France | France, Cour d'appel d'Aix-en-Provence, 8e chambre c, 30 mars 2017, 14/24280


COUR D'APPEL D'AIX-EN-PROVENCE

8e Chambre C



ARRÊT AU FOND

DU 30 MARS 2017



N° 2017/178













Rôle N° 14/24280







SA BANQUE CHAIX





C/



[A] [L]





















Grosse délivrée

le :

à :ALLIO



GIGUET

















Décision déférée à la Cour :



Jugement du Tribuna

l de Commerce de TARASCON en date du 17 Novembre 2014 enregistré au répertoire général sous le n° 2014 00374.





APPELANTE



SA Banque [F], agissant poursuites et diligences de ses représentants légaux, demeurant [Adresse 1]

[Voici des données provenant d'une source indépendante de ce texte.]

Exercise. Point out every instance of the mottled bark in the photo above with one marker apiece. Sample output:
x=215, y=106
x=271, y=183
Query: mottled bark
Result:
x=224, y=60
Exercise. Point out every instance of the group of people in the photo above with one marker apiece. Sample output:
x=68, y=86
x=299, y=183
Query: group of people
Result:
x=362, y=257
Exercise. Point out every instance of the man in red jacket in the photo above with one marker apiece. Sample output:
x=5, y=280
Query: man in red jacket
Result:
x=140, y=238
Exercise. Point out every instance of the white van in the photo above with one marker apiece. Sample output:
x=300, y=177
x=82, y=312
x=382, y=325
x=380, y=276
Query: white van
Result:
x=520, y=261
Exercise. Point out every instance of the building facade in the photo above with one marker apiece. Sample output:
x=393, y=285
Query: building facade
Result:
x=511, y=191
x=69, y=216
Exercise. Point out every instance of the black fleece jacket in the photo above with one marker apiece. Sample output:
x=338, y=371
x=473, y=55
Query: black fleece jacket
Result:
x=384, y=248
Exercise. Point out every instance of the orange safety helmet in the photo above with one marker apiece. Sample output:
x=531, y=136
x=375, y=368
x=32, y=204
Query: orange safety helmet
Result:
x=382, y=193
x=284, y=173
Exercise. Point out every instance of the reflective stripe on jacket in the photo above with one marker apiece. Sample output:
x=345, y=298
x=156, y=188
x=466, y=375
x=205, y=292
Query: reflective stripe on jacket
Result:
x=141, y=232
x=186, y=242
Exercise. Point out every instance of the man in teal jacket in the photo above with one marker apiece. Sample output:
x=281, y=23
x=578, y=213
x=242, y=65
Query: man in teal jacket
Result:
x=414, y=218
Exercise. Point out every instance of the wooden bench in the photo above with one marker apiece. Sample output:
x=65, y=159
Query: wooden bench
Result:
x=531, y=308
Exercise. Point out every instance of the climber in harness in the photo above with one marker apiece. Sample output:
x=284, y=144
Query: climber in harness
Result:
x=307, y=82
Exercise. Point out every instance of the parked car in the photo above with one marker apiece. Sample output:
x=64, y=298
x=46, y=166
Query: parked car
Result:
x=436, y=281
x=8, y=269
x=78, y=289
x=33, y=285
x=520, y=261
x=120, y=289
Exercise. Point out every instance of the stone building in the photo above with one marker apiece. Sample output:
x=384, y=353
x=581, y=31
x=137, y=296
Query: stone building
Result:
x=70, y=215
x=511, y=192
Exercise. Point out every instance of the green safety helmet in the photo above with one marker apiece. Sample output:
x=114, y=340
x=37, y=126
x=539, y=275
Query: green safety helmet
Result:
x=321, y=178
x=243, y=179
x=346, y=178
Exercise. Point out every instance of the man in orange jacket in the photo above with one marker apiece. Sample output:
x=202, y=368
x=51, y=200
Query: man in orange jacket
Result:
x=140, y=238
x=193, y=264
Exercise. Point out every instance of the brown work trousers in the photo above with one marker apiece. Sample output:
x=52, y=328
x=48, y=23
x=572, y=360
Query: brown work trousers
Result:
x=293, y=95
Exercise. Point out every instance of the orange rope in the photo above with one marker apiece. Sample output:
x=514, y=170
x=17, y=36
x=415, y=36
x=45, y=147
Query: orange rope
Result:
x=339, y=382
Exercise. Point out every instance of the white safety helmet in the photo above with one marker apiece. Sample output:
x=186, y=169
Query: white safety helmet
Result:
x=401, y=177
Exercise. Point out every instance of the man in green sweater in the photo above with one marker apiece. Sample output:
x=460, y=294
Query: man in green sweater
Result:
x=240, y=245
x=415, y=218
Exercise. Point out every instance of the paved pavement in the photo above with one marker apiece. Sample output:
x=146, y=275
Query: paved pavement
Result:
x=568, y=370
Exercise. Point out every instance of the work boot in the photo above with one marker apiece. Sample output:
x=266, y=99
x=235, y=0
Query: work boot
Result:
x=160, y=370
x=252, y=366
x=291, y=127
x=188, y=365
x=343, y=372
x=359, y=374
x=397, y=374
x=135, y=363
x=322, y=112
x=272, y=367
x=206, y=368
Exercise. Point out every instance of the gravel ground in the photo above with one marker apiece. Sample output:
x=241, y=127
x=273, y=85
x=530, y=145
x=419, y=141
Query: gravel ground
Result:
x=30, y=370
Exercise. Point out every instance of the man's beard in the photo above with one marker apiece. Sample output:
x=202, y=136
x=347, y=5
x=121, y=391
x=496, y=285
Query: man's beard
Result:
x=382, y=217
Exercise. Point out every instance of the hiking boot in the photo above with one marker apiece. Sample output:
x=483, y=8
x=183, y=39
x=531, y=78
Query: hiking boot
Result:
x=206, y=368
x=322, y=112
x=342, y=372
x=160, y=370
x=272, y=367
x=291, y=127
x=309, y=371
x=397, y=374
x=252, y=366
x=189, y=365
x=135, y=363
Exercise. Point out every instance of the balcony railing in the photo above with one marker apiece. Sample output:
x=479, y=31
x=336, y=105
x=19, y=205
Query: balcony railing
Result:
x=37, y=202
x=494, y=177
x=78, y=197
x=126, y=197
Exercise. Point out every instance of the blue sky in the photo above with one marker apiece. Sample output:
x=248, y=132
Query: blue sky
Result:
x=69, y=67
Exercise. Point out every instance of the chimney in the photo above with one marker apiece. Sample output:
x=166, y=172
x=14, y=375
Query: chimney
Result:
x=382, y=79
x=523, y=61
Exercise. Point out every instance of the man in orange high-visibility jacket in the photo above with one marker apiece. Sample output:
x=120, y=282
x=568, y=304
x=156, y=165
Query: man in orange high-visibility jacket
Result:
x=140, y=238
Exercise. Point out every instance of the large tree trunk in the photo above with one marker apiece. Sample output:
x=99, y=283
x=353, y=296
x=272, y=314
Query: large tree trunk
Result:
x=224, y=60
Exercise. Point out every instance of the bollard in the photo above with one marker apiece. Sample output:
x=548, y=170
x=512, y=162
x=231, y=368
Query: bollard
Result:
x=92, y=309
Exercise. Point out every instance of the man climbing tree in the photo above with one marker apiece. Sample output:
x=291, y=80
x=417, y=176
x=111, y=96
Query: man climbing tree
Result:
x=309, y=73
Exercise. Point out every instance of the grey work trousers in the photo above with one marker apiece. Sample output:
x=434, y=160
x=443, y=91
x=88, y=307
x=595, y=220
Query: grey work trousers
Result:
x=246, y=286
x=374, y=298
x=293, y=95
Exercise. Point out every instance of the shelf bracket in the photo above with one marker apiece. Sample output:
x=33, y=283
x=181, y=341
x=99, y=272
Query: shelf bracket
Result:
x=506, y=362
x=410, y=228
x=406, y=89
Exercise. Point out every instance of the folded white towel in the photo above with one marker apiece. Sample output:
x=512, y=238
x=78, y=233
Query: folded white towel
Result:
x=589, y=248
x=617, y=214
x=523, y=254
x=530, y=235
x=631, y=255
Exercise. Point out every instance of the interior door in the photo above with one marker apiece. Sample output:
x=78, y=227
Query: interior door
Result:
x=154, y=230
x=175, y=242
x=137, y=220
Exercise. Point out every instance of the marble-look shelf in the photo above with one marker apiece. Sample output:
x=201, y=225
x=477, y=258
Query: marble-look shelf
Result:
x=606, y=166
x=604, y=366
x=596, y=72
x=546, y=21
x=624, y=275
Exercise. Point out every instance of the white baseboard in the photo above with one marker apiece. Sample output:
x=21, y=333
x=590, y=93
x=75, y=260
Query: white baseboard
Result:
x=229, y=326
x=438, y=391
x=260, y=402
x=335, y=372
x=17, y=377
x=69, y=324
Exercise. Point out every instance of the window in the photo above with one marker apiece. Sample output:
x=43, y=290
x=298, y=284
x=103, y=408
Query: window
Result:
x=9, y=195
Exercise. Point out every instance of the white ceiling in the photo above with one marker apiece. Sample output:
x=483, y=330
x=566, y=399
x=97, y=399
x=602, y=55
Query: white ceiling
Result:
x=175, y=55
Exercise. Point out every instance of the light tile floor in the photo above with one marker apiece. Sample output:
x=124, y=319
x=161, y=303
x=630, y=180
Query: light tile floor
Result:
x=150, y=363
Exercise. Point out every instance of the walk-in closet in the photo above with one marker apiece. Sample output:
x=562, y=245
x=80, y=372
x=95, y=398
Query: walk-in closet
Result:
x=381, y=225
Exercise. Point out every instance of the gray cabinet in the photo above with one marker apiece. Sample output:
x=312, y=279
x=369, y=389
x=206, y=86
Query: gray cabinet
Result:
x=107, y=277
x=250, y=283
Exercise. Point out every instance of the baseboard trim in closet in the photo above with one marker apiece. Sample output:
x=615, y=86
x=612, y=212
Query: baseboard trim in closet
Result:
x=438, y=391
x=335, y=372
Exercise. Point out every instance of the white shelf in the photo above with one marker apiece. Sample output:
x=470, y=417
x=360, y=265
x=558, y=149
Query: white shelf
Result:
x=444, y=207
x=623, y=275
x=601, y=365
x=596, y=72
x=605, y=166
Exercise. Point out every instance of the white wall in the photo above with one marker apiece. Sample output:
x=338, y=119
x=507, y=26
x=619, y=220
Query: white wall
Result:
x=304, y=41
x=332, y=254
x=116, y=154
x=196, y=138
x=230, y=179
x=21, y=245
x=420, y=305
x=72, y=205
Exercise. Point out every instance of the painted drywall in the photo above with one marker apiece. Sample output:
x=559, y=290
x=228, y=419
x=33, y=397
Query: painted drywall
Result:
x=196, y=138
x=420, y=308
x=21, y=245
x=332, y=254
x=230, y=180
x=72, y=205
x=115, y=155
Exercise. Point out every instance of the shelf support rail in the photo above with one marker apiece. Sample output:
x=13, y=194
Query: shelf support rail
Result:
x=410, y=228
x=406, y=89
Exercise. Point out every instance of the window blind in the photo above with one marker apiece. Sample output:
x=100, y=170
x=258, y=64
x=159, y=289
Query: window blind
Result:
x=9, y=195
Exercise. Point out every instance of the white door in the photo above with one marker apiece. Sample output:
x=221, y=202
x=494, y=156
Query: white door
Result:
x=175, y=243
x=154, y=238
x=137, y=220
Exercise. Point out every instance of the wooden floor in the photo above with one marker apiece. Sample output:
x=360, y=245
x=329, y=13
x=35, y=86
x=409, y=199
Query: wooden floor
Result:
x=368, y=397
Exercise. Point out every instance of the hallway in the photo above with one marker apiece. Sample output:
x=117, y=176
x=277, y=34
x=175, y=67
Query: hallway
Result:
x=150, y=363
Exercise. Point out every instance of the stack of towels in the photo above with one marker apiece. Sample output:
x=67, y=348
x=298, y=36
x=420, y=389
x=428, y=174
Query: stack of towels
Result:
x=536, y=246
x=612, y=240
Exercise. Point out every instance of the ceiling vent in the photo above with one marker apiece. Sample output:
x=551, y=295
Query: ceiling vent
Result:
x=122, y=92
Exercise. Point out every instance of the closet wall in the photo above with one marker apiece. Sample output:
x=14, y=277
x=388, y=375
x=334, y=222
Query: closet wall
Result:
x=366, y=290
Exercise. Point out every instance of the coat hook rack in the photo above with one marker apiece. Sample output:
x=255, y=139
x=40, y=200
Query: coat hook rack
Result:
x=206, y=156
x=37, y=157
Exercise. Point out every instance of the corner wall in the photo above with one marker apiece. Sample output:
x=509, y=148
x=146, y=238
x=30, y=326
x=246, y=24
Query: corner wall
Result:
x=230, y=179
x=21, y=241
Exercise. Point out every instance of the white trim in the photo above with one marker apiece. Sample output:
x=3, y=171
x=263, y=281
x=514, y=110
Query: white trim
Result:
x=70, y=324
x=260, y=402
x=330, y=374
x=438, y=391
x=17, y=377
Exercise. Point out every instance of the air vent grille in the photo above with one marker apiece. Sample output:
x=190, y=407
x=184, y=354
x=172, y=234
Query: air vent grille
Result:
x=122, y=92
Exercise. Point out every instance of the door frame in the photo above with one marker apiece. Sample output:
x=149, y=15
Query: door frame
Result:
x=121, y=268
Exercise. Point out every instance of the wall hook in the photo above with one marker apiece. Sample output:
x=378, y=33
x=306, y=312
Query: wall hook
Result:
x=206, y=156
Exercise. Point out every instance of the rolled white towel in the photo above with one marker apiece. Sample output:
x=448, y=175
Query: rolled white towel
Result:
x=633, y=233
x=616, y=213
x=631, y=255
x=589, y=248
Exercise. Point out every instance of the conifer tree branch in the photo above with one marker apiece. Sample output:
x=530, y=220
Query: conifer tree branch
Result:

représentée par Me Michel ALLIO, avocat au barreau de TARASCON et assistée de Me Rémi CHAMPRU, avocat au barreau de TA...

COUR D'APPEL D'AIX-EN-PROVENCE

8e Chambre C

ARRÊT AU FOND

DU 30 MARS 2017

N° 2017/178

Rôle N° 14/24280

SA BANQUE CHAIX

C/

[A] [L]

Grosse délivrée

le :

à :ALLIO

GIGUET

Décision déférée à la Cour :

Jugement du Tribunal de Commerce de TARASCON en date du 17 Novembre 2014 enregistré au répertoire général sous le n° 2014 00374.

APPELANTE

SA Banque [F], agissant poursuites et diligences de ses représentants légaux, demeurant [Adresse 1]

représentée par Me Michel ALLIO, avocat au barreau de TARASCON et assistée de Me Rémi CHAMPRU, avocat au barreau de TARASCON

INTIME

M. [A] [L] mandataire à la liquidation judiciaire de M. [S] [N], demeurant [Adresse 2]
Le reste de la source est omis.